Examination of discrepancies between the system and physicians yielded several suggestions for future changes to MAGIC but also revealed cases in which physicians were clearly in error. For example, physician judges reported no abnormality when attending physicians on a case treated an abnormality. More important, the lack of a viable gold standard suggests that MAGIC should be tested as a quality assurance tool, providing a service that is currently lacking in practice. Such a tool could help physicians better learn how to identify abnormal events.
Acknowledgments
MAGIC is an ongoing group project that has benefited from the design and development work of Elizabeth Chen, Shimei Pan, James Shaw, and Michelle Zhou.
Appendix
Questionnaire Given to Physicians for the Experiment
Your Name:
MRN of Patient: 00000000
Please look over the following patient record and become familiar with the case.
- Given the following list of critical points, please check all abnormalities (blood pressure and heart rate) that occurred during the procedure before or after each critical point. Please check the “Nothing” slot if none of the listed abnormalities took place. Please check the “Not Documented” slot and continue if the critical point was not documented in the patient report. (note: “Before” and “after” should be interpreted as “up to 20 minutes before” and “up to 20 minutes after,” respectively. Please do not indicate abnormalities that occurred outside this range.)

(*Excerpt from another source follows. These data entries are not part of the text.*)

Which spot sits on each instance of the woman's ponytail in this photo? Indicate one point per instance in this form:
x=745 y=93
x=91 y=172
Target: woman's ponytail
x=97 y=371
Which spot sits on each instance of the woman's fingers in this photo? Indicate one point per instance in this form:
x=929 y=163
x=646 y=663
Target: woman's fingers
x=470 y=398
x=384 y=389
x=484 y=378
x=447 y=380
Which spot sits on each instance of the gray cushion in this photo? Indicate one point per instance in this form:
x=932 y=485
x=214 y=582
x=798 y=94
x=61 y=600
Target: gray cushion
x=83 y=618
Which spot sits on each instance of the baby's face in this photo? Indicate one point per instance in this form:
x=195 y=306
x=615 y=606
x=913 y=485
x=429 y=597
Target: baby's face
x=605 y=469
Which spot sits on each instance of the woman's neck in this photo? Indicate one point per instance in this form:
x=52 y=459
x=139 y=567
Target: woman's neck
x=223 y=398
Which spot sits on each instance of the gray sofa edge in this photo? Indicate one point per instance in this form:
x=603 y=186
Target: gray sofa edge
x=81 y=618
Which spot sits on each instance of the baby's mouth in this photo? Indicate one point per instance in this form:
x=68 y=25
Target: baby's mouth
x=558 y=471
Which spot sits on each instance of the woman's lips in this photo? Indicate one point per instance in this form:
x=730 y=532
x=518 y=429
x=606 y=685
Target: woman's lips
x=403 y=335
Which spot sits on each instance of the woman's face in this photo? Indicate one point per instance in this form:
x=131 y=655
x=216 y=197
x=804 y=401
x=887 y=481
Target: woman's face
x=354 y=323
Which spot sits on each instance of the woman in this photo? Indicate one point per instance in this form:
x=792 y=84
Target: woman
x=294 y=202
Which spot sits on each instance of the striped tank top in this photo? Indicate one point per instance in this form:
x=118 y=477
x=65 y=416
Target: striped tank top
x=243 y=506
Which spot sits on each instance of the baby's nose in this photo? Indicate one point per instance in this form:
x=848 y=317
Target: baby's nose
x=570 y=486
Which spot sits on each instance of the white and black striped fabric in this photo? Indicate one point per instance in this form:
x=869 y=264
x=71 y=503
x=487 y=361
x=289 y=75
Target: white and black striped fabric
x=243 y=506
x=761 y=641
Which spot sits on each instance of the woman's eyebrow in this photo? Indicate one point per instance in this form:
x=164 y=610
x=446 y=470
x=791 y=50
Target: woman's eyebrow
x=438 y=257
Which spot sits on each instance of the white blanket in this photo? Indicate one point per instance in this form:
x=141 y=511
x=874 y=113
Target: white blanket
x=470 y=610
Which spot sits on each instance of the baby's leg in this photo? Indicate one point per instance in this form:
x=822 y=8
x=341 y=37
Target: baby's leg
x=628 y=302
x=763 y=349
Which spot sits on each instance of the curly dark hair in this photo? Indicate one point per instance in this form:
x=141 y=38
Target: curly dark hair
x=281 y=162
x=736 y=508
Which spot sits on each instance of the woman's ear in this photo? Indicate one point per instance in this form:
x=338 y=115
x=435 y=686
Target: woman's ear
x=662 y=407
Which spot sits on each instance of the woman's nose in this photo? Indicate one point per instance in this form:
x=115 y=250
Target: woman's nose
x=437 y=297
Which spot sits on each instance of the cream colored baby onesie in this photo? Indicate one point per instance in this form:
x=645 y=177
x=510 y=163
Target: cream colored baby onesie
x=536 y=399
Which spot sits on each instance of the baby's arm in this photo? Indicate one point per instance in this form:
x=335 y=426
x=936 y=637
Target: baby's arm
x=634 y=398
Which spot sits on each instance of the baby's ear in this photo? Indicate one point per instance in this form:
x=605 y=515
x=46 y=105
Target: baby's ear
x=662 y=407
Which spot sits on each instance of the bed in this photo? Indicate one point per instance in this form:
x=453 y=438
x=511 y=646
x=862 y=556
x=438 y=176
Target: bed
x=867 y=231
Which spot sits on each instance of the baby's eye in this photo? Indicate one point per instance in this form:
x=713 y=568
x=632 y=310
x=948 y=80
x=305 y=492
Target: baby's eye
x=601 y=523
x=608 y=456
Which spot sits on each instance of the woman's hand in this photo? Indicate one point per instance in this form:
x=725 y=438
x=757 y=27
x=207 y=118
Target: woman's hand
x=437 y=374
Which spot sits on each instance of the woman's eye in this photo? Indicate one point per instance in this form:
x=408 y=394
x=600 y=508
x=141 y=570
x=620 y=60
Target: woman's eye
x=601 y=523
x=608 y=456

- Please indicate whether or not the following abnormal labs occurred during the time period listed, where pre-bypass means the entire time recorded before the start of bypass and post-bypass means the entire time after the end of bypass. Labs taken during bypass can be ignored.
If there are any abnormalities, not covered above, that you feel are important, please list them here along with where they fall with respect to the critical points.
This research was supported in part by contract R01 LM06593-01 from the National Library of Medicine and by the Columbia University Center for Advanced Technology in High Performance Computing and Communications in Healthcare (funded by the New York State Science and Technology Foundation).